Game engines of tomorrow
So Mack sent me this video of the new CryTek engine, CryEngine 3 (ok, not the most original name for an engine) and I was blown away. The last time I was this impressed with a tech video was back when Source was debuted and they showed off the new G-Man. Which got me to thinking about game engines in general. The last excellent engine was Source, and looking at the visuals of L4D2 it’s still a top notch engine. I feel like this is the first engine to challenge that supremacy, though I’m not sure it will in the end. Granted I have no clue what the specs on this are at this point, but if we consider that Valve’s technology is modular, which allows Source games to still look great with each new iteration and keeping the base of the software intact, I think Source wins overall. As it is, CryTek had to make a whole new engine to make these impressive visuals. Valve’s next game will be the deciding factor I suppose, but let’s face facts: it took the industry about 5 years to finally catch up to, and possibly surpass Source. Notch up another epic win for Valve.
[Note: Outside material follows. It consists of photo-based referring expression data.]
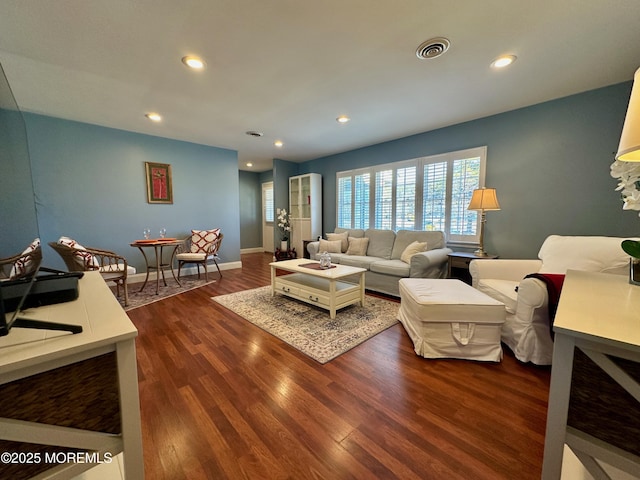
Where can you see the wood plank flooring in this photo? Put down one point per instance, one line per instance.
(222, 399)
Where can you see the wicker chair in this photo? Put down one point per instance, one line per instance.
(112, 267)
(186, 254)
(11, 267)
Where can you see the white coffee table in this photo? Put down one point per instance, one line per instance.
(328, 289)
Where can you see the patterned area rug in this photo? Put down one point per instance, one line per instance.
(148, 295)
(309, 328)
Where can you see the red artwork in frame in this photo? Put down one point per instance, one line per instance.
(159, 188)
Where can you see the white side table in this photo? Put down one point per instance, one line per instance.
(99, 364)
(599, 315)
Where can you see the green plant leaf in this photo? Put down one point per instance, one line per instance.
(632, 247)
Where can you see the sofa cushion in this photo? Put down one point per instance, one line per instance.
(359, 261)
(331, 246)
(380, 243)
(411, 250)
(404, 238)
(351, 232)
(502, 290)
(343, 237)
(396, 268)
(358, 246)
(593, 254)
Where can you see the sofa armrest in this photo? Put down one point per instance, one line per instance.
(502, 269)
(430, 264)
(312, 248)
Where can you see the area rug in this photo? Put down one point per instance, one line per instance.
(139, 298)
(309, 328)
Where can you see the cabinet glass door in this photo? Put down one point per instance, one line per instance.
(305, 197)
(294, 197)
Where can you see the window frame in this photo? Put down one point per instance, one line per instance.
(449, 158)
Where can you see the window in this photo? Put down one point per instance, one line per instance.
(428, 193)
(267, 202)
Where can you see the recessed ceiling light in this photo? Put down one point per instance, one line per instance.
(503, 61)
(432, 48)
(193, 62)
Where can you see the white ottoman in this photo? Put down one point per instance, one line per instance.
(447, 318)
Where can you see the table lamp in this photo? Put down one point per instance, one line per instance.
(629, 149)
(483, 199)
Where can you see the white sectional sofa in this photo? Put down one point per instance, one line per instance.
(383, 258)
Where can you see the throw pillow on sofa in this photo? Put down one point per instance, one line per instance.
(412, 249)
(330, 246)
(343, 237)
(358, 246)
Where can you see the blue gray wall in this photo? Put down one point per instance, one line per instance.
(90, 185)
(549, 163)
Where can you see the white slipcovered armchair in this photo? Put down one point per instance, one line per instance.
(526, 329)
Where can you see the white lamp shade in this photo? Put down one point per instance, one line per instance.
(484, 199)
(629, 149)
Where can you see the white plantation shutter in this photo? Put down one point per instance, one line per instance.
(345, 202)
(268, 204)
(405, 198)
(428, 193)
(384, 199)
(361, 201)
(434, 203)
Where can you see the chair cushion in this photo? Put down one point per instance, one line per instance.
(192, 257)
(117, 268)
(502, 290)
(25, 265)
(201, 240)
(80, 255)
(589, 253)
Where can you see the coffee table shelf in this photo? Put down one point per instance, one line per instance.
(325, 288)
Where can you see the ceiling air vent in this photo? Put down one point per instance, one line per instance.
(433, 48)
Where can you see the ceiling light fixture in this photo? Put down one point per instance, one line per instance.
(432, 48)
(193, 62)
(503, 61)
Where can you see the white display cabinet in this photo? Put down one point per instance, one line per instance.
(305, 209)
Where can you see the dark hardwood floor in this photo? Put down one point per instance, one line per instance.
(221, 398)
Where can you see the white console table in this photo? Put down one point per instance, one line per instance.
(63, 393)
(595, 379)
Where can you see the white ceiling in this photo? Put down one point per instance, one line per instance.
(288, 68)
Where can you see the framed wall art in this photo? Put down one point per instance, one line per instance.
(159, 188)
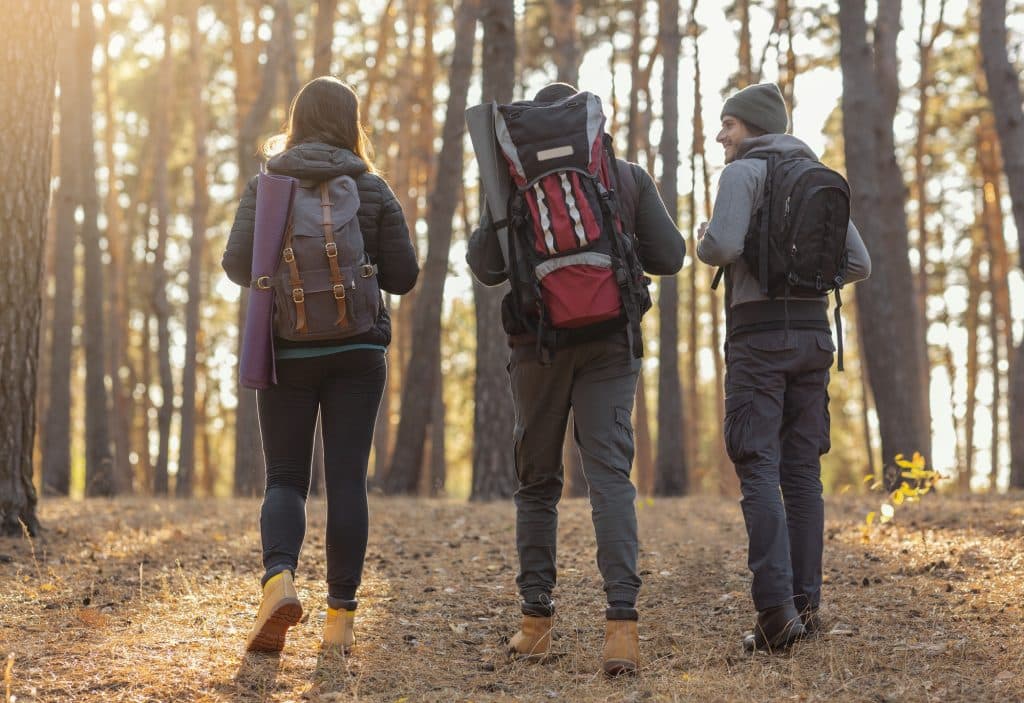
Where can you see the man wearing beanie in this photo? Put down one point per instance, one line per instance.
(597, 378)
(778, 352)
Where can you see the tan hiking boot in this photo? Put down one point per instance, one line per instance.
(622, 647)
(279, 611)
(532, 642)
(339, 632)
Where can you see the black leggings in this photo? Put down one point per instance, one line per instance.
(346, 387)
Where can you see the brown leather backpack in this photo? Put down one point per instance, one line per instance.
(325, 287)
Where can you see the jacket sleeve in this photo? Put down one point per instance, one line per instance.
(662, 248)
(858, 261)
(238, 259)
(397, 268)
(722, 243)
(483, 253)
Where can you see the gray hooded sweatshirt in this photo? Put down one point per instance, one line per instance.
(739, 191)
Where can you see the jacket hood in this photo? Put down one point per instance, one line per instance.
(316, 162)
(781, 143)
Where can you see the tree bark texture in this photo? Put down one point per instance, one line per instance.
(161, 305)
(566, 49)
(28, 50)
(494, 414)
(186, 462)
(324, 37)
(671, 469)
(56, 427)
(1005, 94)
(889, 315)
(420, 381)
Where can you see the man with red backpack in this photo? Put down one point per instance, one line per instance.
(581, 229)
(781, 230)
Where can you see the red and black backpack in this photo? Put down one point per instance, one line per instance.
(572, 263)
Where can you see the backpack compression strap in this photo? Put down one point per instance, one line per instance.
(331, 248)
(295, 280)
(631, 294)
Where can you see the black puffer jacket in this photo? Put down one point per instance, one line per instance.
(381, 219)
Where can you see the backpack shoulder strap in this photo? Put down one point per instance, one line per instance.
(331, 249)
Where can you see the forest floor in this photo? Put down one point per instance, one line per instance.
(138, 600)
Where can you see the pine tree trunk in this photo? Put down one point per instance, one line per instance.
(324, 37)
(99, 479)
(186, 463)
(161, 305)
(56, 427)
(888, 315)
(563, 19)
(119, 250)
(28, 50)
(1005, 94)
(254, 101)
(420, 381)
(494, 414)
(671, 471)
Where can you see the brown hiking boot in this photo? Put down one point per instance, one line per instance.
(532, 642)
(339, 632)
(279, 611)
(622, 642)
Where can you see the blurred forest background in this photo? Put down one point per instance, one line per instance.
(160, 107)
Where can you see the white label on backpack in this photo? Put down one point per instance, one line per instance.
(556, 152)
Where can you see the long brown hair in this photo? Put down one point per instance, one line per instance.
(326, 111)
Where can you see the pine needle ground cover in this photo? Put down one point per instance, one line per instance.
(135, 600)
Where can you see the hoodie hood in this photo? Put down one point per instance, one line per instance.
(316, 162)
(778, 143)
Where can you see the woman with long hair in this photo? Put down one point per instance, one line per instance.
(338, 374)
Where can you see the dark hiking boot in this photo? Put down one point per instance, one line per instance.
(339, 627)
(776, 628)
(622, 643)
(279, 611)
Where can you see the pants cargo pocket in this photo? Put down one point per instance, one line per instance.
(737, 420)
(824, 445)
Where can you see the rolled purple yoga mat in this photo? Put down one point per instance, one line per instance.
(273, 204)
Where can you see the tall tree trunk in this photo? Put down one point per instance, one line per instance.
(119, 249)
(162, 306)
(324, 37)
(972, 323)
(563, 19)
(420, 381)
(672, 470)
(888, 315)
(186, 463)
(494, 415)
(56, 427)
(28, 50)
(254, 101)
(99, 478)
(1005, 94)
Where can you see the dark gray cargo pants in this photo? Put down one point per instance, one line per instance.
(598, 381)
(776, 430)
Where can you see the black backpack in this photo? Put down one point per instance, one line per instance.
(796, 245)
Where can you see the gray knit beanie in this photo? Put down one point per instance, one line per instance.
(553, 92)
(760, 105)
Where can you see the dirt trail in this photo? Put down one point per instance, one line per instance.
(151, 601)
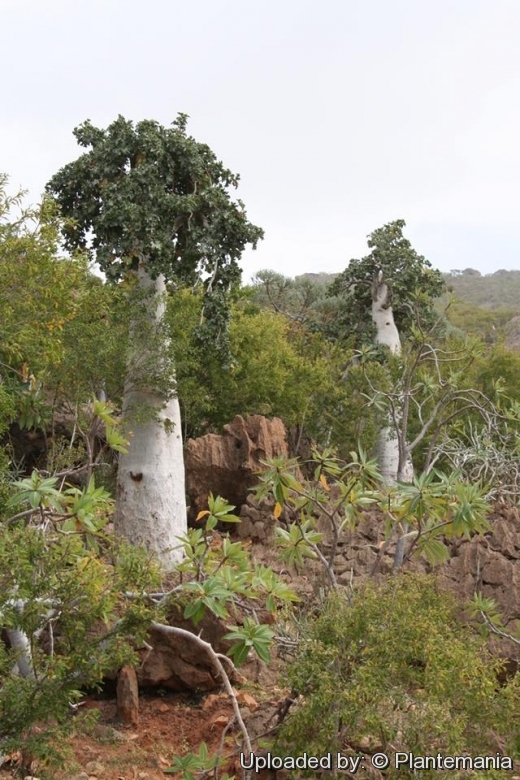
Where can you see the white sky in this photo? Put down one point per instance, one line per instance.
(340, 115)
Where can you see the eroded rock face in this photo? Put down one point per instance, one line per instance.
(180, 665)
(227, 464)
(487, 564)
(127, 697)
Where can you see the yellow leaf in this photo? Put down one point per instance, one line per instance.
(323, 481)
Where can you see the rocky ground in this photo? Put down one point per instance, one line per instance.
(172, 721)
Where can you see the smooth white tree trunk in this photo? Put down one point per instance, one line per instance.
(151, 502)
(392, 466)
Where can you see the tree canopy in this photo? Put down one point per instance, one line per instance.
(153, 193)
(410, 279)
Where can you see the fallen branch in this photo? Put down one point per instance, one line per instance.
(218, 665)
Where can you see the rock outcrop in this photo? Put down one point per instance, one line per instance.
(227, 464)
(177, 664)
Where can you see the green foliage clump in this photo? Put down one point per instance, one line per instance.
(392, 668)
(63, 608)
(412, 283)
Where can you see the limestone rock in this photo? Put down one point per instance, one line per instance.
(127, 697)
(226, 464)
(178, 664)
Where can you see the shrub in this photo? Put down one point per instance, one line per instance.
(392, 669)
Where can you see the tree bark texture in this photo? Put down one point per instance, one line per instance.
(151, 502)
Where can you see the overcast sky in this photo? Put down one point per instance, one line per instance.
(340, 115)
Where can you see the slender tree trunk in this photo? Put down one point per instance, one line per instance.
(394, 462)
(151, 502)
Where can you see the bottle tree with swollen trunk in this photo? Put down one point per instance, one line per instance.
(380, 294)
(153, 206)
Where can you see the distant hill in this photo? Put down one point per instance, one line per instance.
(486, 305)
(500, 290)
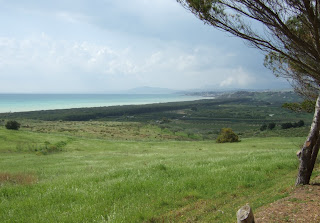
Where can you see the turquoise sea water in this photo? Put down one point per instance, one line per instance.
(34, 102)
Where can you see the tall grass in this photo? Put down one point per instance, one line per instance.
(94, 180)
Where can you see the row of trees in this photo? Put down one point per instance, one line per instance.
(286, 125)
(289, 37)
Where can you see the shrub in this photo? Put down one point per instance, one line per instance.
(227, 135)
(263, 127)
(287, 125)
(14, 125)
(300, 123)
(271, 125)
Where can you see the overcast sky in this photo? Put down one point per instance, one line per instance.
(97, 46)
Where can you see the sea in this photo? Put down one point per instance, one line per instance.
(36, 102)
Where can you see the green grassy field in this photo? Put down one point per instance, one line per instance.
(92, 179)
(149, 163)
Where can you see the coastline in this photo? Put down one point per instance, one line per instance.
(14, 103)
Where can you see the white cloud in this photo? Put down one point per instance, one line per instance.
(238, 78)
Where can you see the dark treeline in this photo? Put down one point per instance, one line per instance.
(99, 113)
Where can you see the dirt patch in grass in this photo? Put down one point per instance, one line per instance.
(18, 178)
(303, 205)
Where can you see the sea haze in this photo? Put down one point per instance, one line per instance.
(34, 102)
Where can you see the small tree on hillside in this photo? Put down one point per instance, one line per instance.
(14, 125)
(271, 125)
(227, 135)
(263, 127)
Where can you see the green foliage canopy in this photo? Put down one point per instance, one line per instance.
(227, 135)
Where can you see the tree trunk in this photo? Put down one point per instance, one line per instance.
(310, 149)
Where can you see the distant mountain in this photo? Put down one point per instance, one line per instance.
(151, 90)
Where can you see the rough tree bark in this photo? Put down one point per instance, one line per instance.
(310, 149)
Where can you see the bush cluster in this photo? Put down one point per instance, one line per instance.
(227, 135)
(14, 125)
(289, 125)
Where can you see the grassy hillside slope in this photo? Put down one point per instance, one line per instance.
(51, 177)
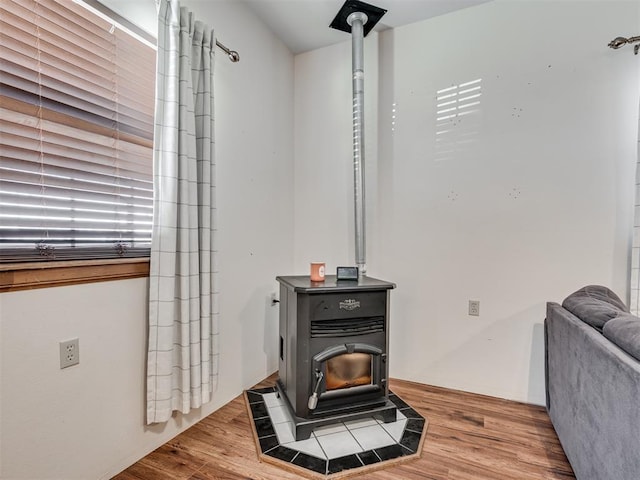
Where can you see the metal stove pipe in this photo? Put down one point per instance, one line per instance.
(357, 20)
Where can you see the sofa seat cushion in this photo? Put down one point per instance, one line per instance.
(624, 331)
(595, 305)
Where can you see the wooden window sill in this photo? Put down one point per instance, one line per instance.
(26, 276)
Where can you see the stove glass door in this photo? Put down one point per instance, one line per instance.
(349, 370)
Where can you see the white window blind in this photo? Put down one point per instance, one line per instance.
(76, 134)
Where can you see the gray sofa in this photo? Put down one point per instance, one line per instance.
(592, 367)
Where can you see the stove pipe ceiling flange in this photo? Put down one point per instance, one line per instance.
(358, 18)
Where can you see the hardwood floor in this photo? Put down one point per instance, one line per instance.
(470, 437)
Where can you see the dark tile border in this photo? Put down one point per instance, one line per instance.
(269, 446)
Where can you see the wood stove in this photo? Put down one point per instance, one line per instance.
(333, 362)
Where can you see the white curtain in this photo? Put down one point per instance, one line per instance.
(182, 357)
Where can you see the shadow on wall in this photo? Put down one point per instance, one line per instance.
(500, 364)
(536, 363)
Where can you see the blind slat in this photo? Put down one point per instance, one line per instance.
(76, 105)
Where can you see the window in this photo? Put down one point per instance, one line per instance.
(76, 134)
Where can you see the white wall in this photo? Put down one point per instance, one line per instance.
(87, 421)
(537, 206)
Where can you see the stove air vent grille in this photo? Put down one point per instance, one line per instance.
(347, 327)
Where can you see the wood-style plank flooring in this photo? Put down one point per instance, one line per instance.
(470, 437)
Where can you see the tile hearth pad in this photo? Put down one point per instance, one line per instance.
(334, 450)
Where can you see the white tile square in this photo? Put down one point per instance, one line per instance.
(272, 400)
(373, 437)
(284, 432)
(278, 414)
(329, 429)
(395, 429)
(339, 444)
(399, 416)
(363, 422)
(309, 446)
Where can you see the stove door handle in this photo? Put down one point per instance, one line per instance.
(313, 399)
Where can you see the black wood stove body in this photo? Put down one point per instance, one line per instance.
(333, 362)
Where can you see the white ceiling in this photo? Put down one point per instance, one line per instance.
(303, 25)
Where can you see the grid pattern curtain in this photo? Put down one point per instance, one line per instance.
(634, 283)
(182, 359)
(76, 142)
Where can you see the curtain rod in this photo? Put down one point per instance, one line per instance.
(232, 54)
(145, 36)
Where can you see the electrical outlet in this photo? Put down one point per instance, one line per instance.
(69, 353)
(474, 308)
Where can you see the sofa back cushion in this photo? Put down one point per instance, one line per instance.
(624, 331)
(595, 305)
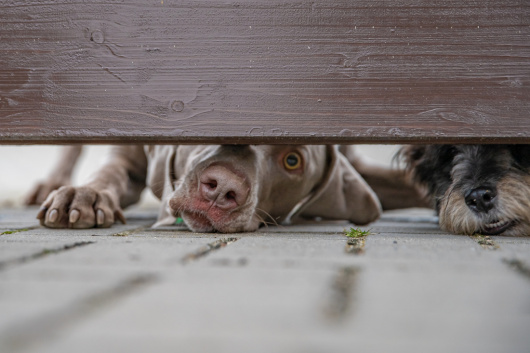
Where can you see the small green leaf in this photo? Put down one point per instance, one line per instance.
(356, 232)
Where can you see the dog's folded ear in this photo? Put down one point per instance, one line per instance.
(343, 194)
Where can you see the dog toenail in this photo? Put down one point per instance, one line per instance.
(100, 217)
(54, 214)
(74, 216)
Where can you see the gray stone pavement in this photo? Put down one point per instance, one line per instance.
(406, 287)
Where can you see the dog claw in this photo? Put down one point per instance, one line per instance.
(42, 212)
(52, 217)
(100, 217)
(74, 216)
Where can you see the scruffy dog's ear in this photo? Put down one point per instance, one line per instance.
(343, 194)
(430, 166)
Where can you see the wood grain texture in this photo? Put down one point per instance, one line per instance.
(264, 71)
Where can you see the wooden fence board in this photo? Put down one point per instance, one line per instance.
(264, 71)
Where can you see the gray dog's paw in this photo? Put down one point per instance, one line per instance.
(79, 207)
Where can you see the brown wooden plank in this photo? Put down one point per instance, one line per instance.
(272, 71)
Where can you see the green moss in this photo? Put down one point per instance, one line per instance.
(356, 232)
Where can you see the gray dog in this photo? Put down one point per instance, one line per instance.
(224, 188)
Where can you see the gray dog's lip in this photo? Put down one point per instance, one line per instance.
(197, 221)
(497, 227)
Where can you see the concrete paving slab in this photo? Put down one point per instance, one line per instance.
(406, 287)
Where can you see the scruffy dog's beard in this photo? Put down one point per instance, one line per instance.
(476, 189)
(511, 215)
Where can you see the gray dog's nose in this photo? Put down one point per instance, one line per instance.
(481, 199)
(223, 187)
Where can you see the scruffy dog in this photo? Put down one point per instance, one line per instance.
(481, 189)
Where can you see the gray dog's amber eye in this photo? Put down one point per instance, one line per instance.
(292, 161)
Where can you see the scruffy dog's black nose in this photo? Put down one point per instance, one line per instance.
(481, 199)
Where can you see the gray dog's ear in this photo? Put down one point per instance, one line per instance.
(161, 178)
(343, 194)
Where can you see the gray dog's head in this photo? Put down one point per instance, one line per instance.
(476, 188)
(235, 188)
I can’t wait to see Serious Sam 3. SS: HD will not be a good showcase of the Serious 3 engine. Croteam did a really good job with the Serious 1 engine. There is still no engine except the Serious line that does infinite horizons (you can run at the horizon and never run into a bounding box). Tight code and a ton of features has always been a hallmark of that line. Too bad Serious Sam 1 & 2 were not better games.
The CryTek 1 engine was also feature rich and tight code. CryTek 2 blew. It required way too much machine. It looks like they’ve decided to go back to creating an engine that can produce amazing effects without needing a beowulf cluster to run. Still, you can definitely tell when they switch to PC hardware in the tech video and which are console.